The fact that Verizon is backing off its investment in FiOS signals that we’re reaching a tipping point: Looking at DSL v. cable modem access, and wildly hoping for broadband over powerline or satellite, the BushAdministration believed that there could be competition for high-speed Internet access that would make regulation unnecessary. But DOCSIS 3.0 is such a cheaper upgrade than FiOS that it just doesn’t make sense for the telephone companies to compete. The duopoly we’ve had so far – which hasn’t done prices or competition much good – is about to morph into a cable monopoly.
Bottom line: Competition cannot be relied on to constrain cable.

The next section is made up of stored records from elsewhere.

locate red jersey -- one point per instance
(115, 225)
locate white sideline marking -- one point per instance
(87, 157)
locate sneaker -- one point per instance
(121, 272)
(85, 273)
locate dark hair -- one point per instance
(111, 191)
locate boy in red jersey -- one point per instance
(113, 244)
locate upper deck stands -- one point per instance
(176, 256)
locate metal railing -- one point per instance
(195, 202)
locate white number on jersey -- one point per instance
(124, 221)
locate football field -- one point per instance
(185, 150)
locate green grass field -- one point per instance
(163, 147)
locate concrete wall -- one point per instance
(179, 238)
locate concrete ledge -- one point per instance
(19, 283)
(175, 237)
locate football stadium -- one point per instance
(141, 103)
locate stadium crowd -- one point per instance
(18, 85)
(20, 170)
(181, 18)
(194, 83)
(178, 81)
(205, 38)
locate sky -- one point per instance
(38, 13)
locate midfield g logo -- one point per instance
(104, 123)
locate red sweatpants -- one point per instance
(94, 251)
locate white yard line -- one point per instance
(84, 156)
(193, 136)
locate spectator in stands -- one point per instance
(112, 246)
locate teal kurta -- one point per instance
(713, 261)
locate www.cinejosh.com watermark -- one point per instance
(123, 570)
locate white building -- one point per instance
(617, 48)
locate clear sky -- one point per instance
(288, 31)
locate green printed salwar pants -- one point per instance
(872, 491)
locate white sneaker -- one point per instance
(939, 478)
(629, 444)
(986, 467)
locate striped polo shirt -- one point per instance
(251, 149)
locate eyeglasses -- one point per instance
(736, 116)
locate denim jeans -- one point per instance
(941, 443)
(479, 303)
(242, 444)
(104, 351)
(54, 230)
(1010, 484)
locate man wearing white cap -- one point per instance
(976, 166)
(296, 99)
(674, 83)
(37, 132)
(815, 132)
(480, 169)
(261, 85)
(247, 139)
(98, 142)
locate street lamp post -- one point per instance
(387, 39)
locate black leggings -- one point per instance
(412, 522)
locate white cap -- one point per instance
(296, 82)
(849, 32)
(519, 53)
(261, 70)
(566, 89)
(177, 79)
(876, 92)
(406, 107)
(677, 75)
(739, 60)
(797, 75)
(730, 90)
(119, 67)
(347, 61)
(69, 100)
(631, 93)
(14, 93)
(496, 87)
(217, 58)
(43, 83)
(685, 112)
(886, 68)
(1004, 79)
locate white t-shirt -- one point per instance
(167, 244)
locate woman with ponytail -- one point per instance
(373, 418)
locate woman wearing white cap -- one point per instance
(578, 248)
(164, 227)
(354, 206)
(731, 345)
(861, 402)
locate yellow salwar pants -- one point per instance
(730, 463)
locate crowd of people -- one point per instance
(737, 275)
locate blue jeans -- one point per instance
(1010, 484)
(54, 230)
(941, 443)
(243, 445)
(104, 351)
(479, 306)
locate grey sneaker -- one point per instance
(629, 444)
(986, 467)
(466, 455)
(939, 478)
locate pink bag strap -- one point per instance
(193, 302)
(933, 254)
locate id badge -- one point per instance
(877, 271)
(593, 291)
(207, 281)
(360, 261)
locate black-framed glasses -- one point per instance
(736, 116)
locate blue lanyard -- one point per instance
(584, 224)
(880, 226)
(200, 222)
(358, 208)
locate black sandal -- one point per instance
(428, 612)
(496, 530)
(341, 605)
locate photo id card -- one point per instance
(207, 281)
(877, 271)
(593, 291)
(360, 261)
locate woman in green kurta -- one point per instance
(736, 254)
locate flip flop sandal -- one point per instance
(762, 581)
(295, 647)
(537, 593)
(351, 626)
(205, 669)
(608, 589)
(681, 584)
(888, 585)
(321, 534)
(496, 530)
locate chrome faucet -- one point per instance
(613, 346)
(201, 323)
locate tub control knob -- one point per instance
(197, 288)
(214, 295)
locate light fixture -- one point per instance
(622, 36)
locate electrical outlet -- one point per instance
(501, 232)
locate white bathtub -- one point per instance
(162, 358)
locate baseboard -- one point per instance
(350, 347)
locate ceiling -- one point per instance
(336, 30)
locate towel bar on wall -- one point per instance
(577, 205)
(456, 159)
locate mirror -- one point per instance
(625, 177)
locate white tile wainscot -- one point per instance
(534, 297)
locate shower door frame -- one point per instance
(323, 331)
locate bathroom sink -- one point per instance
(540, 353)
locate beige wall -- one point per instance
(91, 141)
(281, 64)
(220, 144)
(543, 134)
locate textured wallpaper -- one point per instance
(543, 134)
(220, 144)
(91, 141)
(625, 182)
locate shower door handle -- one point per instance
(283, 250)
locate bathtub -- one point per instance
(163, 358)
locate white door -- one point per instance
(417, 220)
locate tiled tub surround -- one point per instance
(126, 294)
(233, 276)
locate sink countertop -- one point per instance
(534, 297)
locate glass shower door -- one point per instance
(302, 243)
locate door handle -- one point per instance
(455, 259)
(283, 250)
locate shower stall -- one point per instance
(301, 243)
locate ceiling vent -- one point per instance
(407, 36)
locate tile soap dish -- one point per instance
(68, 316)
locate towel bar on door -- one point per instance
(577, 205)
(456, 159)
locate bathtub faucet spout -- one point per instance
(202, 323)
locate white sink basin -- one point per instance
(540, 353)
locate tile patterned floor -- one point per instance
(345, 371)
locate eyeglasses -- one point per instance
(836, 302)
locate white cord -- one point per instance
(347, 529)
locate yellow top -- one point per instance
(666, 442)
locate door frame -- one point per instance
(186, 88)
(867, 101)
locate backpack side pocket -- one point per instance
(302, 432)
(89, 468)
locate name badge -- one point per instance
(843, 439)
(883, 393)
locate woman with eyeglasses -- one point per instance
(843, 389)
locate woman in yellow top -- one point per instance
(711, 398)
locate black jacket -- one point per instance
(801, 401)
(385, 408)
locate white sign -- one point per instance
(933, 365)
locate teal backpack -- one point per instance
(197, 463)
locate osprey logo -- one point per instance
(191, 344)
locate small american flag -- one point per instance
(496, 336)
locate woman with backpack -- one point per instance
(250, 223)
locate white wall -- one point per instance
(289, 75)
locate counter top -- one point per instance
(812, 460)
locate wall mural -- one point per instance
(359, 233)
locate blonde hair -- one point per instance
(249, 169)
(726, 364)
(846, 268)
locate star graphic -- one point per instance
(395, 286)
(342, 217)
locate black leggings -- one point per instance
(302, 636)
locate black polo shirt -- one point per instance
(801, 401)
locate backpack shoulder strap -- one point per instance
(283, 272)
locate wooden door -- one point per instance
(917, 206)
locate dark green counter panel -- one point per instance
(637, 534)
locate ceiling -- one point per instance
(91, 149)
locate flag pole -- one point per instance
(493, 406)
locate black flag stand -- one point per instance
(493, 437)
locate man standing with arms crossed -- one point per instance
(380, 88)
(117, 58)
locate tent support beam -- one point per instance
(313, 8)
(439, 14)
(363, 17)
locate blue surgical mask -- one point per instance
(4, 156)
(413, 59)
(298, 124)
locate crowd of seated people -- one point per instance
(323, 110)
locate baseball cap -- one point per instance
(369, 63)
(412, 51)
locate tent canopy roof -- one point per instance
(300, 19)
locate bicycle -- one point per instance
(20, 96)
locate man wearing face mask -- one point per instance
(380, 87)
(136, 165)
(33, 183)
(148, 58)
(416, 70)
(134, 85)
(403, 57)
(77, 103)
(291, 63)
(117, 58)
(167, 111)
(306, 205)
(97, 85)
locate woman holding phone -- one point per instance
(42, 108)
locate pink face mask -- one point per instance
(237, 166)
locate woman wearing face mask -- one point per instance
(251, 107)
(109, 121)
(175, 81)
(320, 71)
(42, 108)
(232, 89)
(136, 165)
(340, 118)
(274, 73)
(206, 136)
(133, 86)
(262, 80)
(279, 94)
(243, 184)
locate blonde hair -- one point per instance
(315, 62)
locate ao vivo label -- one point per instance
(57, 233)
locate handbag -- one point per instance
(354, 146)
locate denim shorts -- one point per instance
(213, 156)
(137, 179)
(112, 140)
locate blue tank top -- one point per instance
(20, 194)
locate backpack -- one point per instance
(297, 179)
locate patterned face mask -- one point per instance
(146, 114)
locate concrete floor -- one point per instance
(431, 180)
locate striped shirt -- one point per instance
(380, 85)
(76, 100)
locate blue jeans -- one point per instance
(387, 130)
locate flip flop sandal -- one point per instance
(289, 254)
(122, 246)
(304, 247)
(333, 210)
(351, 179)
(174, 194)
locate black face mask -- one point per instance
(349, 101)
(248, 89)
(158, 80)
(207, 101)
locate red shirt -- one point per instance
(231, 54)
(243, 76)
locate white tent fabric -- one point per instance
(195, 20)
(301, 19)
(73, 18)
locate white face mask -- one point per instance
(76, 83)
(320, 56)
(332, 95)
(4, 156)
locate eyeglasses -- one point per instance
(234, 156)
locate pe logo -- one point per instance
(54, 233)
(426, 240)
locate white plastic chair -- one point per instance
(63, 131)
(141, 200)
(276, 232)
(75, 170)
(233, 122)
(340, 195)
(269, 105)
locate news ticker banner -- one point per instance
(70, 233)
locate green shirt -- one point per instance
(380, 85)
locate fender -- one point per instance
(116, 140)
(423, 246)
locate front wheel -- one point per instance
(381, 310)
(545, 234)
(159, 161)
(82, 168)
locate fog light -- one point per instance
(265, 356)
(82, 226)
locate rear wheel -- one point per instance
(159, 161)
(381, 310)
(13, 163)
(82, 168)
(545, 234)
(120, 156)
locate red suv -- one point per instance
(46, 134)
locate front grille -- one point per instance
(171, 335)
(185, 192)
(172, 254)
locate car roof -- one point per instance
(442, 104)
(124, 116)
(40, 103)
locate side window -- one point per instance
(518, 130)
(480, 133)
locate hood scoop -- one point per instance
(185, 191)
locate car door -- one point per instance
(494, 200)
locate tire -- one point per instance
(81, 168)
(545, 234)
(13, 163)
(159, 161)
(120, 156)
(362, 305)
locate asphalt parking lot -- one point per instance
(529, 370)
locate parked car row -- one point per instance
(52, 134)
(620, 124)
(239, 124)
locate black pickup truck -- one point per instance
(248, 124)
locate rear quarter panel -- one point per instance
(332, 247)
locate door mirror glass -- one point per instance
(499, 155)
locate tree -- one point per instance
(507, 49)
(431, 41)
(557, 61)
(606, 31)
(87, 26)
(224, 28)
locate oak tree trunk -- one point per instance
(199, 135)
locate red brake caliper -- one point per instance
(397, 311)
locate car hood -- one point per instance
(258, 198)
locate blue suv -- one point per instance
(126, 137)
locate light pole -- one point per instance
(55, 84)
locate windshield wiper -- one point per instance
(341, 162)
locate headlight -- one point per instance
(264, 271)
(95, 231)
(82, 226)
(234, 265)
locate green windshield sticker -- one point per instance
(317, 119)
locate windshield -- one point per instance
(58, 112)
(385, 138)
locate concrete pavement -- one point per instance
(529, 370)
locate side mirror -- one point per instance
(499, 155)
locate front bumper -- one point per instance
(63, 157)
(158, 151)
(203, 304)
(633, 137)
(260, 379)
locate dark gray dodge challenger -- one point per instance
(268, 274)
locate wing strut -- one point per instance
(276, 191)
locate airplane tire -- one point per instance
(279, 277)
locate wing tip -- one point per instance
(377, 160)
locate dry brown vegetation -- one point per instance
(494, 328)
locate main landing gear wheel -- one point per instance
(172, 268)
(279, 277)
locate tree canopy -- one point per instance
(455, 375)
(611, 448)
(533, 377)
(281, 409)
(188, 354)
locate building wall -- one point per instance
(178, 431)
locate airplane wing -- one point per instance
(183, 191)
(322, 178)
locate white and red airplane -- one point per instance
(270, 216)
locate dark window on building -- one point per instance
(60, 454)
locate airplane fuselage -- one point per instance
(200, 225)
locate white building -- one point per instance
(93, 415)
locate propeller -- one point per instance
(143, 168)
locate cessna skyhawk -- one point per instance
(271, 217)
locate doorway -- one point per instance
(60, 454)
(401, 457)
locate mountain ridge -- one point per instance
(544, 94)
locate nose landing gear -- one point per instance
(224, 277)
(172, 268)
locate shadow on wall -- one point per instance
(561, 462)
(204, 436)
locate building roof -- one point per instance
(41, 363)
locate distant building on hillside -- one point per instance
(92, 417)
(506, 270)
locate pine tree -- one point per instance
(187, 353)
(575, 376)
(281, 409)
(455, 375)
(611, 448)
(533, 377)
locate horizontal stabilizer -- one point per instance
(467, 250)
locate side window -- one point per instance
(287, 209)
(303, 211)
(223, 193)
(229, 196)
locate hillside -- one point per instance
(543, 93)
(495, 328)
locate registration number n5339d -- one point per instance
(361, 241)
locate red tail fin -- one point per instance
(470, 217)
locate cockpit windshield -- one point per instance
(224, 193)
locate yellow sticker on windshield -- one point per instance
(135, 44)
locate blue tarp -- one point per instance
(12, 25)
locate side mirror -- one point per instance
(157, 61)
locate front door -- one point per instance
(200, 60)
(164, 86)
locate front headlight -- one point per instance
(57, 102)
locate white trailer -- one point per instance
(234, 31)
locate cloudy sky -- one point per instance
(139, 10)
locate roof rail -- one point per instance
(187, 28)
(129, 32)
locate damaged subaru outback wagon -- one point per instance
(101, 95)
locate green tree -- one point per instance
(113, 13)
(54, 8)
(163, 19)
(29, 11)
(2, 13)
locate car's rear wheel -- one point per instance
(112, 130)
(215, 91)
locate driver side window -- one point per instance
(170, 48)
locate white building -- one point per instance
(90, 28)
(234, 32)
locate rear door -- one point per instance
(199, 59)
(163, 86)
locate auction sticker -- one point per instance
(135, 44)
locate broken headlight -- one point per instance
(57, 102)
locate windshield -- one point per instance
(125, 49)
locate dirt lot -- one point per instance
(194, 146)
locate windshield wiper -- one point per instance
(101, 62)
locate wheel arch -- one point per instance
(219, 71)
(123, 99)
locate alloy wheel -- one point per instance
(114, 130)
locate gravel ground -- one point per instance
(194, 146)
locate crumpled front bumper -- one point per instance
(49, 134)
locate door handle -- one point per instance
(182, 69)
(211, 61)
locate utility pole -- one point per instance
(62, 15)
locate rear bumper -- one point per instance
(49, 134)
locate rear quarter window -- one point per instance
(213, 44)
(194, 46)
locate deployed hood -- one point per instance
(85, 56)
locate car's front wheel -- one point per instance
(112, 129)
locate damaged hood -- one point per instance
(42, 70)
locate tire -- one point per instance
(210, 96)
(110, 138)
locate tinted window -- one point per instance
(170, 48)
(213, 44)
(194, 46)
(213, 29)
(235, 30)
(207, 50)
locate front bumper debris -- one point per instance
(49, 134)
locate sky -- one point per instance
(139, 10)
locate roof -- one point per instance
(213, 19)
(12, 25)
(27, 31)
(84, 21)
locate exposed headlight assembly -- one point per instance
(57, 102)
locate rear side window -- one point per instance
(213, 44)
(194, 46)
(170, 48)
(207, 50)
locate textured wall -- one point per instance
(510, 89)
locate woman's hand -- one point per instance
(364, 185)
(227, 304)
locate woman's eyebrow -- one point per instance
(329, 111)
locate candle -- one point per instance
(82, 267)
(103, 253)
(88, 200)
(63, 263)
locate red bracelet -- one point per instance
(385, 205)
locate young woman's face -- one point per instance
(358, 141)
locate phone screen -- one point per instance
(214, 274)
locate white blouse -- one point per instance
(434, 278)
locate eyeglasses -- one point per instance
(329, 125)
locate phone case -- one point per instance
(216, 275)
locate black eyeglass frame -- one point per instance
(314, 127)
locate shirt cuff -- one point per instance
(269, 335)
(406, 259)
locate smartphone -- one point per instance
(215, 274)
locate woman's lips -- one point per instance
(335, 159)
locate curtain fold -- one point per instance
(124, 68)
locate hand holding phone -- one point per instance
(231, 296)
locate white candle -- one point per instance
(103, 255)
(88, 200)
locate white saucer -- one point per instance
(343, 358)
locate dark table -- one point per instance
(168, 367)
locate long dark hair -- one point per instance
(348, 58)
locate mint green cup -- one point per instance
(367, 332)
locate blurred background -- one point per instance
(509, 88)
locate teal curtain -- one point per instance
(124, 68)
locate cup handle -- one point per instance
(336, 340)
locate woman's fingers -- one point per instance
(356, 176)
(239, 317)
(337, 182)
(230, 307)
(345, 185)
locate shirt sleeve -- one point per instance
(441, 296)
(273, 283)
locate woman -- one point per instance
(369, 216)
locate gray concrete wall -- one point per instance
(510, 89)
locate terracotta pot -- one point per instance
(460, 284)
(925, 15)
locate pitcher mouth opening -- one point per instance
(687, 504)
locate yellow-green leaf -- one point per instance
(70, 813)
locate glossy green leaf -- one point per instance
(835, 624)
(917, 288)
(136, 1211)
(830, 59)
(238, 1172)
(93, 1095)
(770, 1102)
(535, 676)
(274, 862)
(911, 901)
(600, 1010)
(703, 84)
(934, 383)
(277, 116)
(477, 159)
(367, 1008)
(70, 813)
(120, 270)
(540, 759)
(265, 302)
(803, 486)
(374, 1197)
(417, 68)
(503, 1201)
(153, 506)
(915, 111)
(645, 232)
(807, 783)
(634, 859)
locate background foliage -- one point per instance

The cable companies have enormous economies of scale and apparently unlimited pricing power — prices keep going up. They have won and, at least at the moment, they’re facing little threat of rules from Washington.
I don’t like the phrase “net neutrality” any more than you do. How about “the ability to compete”? How about a standard interface for everything new you’re building? The cable companies have figured out that there is nothing stopping them, and their business plans may not mesh with yours. Especially if you’re not yet one of the other media conglomerates — and even they may be worried at this point.
Here’s the call to action, and it’s simple: Pay attention. This is why it matters what happens in Washington, because it’s time to consider reining in these businesses.
Susan Crawford is a member of the faculty of Cardozo Law School and also a Visiting Research Collaborator at Princeton’s Center for Information Technology Policy.